In addressing these two symphonies, Gennady Rozhdestvensky seems to be attempting to bring them closer to — or perhaps to underline their connections to — the warm, expansivegem├╝tlichkeit of Brahms. In so doing, he calls forth some very fine playing from the Royal Stockholm Philharmonic, producing a rich, full string sound, and giving serious, deliberate attention to nuances of phrasing. This approach, along with the opening of a conventionally observed cut in the last movement, makes a much larger work of the First Symphony than one usually perceives, while toning down the violent undercurrents of the Fourth.   If one wishes to consider such a view of these works, then these are fine, well-executed performances. But I think that Rozhdestvensky is going against the nature of the music and his readings are not what these pieces are about.

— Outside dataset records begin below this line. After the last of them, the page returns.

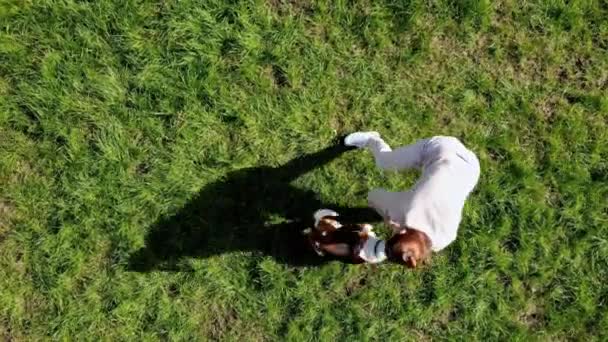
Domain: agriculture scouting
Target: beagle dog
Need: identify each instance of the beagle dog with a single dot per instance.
(354, 243)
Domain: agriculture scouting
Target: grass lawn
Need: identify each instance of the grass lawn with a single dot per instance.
(157, 158)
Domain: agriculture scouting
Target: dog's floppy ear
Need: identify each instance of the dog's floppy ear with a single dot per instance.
(321, 213)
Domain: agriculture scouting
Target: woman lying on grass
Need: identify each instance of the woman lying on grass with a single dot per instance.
(424, 218)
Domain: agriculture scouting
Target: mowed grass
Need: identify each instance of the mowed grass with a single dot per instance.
(115, 114)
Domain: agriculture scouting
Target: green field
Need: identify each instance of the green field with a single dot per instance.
(157, 160)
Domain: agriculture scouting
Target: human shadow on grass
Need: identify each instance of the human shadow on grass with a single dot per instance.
(233, 214)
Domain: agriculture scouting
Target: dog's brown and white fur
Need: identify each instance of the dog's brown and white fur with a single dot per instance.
(342, 241)
(409, 247)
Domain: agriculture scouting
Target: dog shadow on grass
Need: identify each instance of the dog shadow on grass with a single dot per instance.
(232, 214)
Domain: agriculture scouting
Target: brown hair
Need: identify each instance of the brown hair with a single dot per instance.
(409, 247)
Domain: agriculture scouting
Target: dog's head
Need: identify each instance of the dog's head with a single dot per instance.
(329, 235)
(409, 247)
(325, 223)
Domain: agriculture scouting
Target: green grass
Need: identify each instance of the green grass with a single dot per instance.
(115, 114)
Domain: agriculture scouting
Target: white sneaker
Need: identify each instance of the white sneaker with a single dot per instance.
(360, 139)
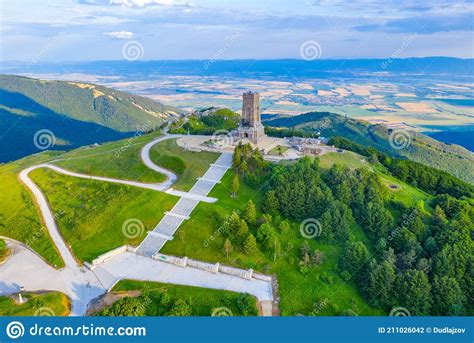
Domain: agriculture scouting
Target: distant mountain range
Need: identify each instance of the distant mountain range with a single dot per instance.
(75, 113)
(442, 67)
(451, 158)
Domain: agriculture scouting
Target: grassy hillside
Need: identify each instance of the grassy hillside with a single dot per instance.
(187, 165)
(76, 113)
(453, 159)
(162, 298)
(19, 217)
(119, 160)
(91, 214)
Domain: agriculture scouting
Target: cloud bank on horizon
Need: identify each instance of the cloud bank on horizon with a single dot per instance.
(68, 30)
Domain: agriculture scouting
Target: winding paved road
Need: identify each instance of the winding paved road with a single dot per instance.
(82, 285)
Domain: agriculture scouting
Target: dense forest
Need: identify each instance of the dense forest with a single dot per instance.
(419, 257)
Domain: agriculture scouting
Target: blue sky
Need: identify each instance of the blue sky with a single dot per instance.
(70, 30)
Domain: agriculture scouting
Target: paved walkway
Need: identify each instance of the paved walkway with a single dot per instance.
(26, 269)
(169, 224)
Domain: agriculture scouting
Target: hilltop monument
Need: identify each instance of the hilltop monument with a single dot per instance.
(251, 126)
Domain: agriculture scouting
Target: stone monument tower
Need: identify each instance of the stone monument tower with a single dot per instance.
(250, 124)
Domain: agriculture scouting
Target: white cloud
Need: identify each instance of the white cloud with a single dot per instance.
(120, 34)
(141, 3)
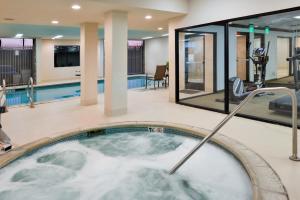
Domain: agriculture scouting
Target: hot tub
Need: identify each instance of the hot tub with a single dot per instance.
(124, 162)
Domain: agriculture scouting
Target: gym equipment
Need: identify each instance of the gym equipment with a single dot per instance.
(283, 104)
(237, 91)
(5, 142)
(260, 59)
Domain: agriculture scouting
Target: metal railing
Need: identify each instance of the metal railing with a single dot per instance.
(290, 92)
(3, 95)
(30, 92)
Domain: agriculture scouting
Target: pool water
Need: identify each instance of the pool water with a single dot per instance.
(61, 91)
(125, 166)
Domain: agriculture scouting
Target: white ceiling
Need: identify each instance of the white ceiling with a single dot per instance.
(280, 21)
(39, 14)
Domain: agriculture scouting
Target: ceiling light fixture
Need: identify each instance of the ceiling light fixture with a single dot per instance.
(19, 35)
(57, 37)
(147, 38)
(148, 17)
(76, 7)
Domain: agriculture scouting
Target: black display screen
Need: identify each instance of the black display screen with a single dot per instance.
(66, 56)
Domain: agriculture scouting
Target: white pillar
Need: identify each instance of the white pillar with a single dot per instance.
(115, 44)
(89, 63)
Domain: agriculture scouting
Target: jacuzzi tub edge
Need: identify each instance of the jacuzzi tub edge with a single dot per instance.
(266, 184)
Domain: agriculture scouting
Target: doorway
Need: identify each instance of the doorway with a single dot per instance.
(242, 63)
(195, 62)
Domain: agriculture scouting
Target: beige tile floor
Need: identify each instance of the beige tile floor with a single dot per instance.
(272, 142)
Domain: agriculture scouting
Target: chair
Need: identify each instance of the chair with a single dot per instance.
(16, 79)
(160, 75)
(25, 74)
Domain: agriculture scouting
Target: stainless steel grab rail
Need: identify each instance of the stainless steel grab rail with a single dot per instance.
(290, 92)
(3, 95)
(30, 94)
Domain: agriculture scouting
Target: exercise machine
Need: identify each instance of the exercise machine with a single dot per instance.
(260, 59)
(284, 104)
(237, 90)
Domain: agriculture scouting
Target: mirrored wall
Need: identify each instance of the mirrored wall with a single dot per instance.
(219, 65)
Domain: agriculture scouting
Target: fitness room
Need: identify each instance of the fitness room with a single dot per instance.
(219, 64)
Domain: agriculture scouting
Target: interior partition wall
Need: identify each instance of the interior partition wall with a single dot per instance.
(201, 66)
(17, 61)
(219, 64)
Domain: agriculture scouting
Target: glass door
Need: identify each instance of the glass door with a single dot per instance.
(194, 62)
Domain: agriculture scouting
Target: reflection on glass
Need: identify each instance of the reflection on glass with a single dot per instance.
(201, 69)
(267, 56)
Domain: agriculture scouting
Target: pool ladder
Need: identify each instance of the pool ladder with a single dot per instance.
(30, 92)
(290, 92)
(5, 142)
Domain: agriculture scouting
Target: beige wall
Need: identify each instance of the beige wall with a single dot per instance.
(46, 72)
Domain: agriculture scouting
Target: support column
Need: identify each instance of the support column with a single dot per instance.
(115, 43)
(89, 63)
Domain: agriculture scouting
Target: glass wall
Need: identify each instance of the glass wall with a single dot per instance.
(219, 65)
(262, 57)
(16, 61)
(201, 67)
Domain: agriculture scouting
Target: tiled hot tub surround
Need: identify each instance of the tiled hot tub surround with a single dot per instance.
(266, 184)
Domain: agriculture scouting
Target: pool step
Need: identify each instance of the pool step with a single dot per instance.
(156, 129)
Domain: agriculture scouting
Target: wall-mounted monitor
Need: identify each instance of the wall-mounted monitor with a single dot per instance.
(67, 56)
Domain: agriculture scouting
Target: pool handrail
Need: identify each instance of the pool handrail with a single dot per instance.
(288, 91)
(30, 94)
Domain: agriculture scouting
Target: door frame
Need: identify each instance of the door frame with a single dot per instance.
(201, 85)
(290, 52)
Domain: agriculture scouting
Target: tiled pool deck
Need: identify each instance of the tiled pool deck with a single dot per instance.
(272, 142)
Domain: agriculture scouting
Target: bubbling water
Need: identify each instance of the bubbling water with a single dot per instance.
(125, 166)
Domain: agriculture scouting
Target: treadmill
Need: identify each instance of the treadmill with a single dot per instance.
(284, 104)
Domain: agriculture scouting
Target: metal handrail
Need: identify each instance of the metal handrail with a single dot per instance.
(3, 92)
(30, 95)
(290, 92)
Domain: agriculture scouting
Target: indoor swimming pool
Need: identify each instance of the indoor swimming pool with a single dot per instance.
(125, 164)
(61, 91)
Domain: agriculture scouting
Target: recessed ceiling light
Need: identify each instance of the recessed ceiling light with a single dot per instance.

In listening to some other recent performances, I find the economically-priced complete set of Nielsen Symphonies on BIB CD-614/616), featuring the Gothenburg Symphony Orchestra under Myung-Whun Chung (in Nos I et al.) and Neeme Jarvi (in Nos. 4 and 6) to be comparably polished, but more idiomatically interpreted, and strongly recommended. Paavo Berglund’s renditions of Nos. 1 and 4 with the Royal Danish Orchestra RCA Victor 7701-2-RC) are good, but a little too tight-lipped and driven, overlooking the warmth and playfulness that are also essential to this music. Furthermore the orchestral sound on that recording lacks depth and fullness of sonority.